Image Duplication Detection

19 Apr 2013

Category: programming. Tags: image, python.

In my last post, I downloaded thounsands of images from Jiandan OOXX. (What a cool site!) When I was enjoying this amazing collection, I found there are many duplicate images. I don’t want my disk space wasted on duplicate images, so I need to figure out a way to deal with them.

Detecting duplication images is totally different from detecting duplicate normal files, because two same image may be in different formats, of different dimensions, have different sizes. Hash values can’t be relied to detect image duplications, other image features should be taken into consideration.

First of all, I will introduce you a simple but effective method for detecting image duplicates: Perceptual Hash Algorithm. The basic idea is computing a fingerprint for each image and then comparing the fingerprints. If two fingerprints are the same or very close, the two images are probably duplicate to each other.

I wrote a Python script to compare two image using this method (read the reference above if you want to understand it).

#!/usr/bin/python

import sys
from PIL import Image

def avhash(im):
    if not isinstance(im, Image.Image):
        im = Image.open(im)
    im = im.resize((8, 8), Image.ANTIALIAS).convert('L')
    avg = reduce(lambda x, y: x + y, im.getdata()) / 64.
    return reduce(lambda x, (y, z): x | (z << y),
                  enumerate(map(lambda i: 0 if i < avg else 1, im.getdata())),
                  0)

def hamming(h1, h2):
    h, d = 0, h1 ^ h2
    while d:
        h += 1
        d &= d - 1
    return h

if __name__ == '__main__':
    if len(sys.argv) != 3:
        print "Usage: %s img1 img2" % sys.argv[0]
    else:
        img1 = sys.argv[1]
        img2 = sys.argv[2]
        hash1 = avhash(img1)
        hash2 = avhash(img2)
        dist = hamming(hash1, hash2)
        print "hash(%s) = %d\nhash(%s) = %d\nhamming distance = %d\nsimilarity = %d%%" % (img1, hash1, img2, hash2, dist, (64 - dist) * 100 / 64)

And I grab some pictures on the internet.

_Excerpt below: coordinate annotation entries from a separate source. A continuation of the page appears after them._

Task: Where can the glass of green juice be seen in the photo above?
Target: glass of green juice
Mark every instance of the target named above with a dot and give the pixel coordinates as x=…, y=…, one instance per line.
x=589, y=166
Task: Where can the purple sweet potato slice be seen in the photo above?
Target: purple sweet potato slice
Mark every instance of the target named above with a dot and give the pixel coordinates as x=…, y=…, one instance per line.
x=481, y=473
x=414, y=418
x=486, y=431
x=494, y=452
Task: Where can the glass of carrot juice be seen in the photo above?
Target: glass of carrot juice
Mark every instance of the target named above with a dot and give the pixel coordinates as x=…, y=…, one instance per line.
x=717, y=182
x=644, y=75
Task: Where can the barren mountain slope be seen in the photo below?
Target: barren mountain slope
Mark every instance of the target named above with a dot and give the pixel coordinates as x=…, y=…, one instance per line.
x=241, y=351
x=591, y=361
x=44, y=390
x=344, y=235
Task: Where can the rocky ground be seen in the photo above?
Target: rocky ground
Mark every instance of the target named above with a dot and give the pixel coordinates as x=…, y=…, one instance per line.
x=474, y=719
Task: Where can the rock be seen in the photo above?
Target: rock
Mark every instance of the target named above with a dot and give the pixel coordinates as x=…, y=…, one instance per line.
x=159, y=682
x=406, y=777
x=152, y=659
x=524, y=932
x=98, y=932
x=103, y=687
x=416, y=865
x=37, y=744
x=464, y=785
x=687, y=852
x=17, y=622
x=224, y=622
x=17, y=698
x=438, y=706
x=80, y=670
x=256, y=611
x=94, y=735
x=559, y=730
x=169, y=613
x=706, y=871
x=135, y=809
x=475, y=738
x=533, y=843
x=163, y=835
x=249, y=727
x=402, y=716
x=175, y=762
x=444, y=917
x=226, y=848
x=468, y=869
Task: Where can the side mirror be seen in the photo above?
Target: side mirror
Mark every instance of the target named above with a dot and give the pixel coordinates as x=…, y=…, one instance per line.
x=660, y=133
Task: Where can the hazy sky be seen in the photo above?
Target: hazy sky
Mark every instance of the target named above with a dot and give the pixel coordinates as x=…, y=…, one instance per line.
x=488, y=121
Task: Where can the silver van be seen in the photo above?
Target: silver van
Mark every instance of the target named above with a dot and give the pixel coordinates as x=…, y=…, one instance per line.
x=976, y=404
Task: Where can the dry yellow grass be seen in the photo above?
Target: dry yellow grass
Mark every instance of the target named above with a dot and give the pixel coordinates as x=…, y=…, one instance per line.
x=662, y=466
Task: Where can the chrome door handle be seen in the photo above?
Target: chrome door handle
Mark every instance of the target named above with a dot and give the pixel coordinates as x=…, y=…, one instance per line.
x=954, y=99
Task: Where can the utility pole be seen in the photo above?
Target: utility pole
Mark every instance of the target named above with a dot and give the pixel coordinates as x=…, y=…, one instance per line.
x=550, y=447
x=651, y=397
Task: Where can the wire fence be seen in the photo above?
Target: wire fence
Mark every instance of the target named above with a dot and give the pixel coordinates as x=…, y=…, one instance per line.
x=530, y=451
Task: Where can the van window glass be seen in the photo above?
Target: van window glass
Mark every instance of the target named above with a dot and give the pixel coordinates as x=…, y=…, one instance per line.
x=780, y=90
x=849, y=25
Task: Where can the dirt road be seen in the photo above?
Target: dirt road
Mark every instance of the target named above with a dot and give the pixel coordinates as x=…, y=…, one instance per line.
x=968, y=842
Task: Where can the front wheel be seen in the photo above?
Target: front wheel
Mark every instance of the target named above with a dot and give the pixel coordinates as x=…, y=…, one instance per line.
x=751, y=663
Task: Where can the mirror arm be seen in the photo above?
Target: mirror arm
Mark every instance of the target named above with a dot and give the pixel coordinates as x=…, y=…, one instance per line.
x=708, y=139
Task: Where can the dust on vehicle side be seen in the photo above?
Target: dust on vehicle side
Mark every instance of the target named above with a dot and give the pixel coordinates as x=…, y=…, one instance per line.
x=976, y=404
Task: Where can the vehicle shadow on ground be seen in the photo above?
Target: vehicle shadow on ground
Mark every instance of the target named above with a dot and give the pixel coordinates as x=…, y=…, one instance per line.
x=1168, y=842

They all have different formats, sizes and their pixels are slightly different from each other, except 2.png is an identical copy of 2.jpg. The comparing results:

$ ./imgcmp.py 1.jpg 2.jpg
hash(1.jpg) = 14933407633201104831
hash(2.jpg) = 14919930918911018815
hamming distance = 7
similarity = 89%

$ ./imgcmp.py 1.jpg 3.jpg
hash(1.jpg) = 14933407633201104831
hash(3.jpg) = 14933407633204774719
hamming distance = 3
similarity = 95%

$ ./imgcmp.py 2.jpg 3.jpg
hash(2.jpg) = 14919930918911018815
hash(3.jpg) = 14933407633204774719
hamming distance = 8
similarity = 87%

$ ./imgcmp.py 2.jpg 2.png
hash(2.jpg) = 14919930918911018815
hash(2.png) = 14919930918911018815
hamming distance = 0
similarity = 100%

Well, the results explain themselves.

Assume you have N images, firstly scan them and compute their fingerprints. If you take 100% similarity as duplicate (which suggests duplications have identical fingerprints), we can find all duplications in O (N) time. (This gist shows a possible solution.) If you define duplication as a similarity threshold (such as 90%), finding all duplications requires O (N * N) time (if you can improve this time bound, please let me know).

Congratulations if you read here! You definitely have a potentiality to become as ballache as me!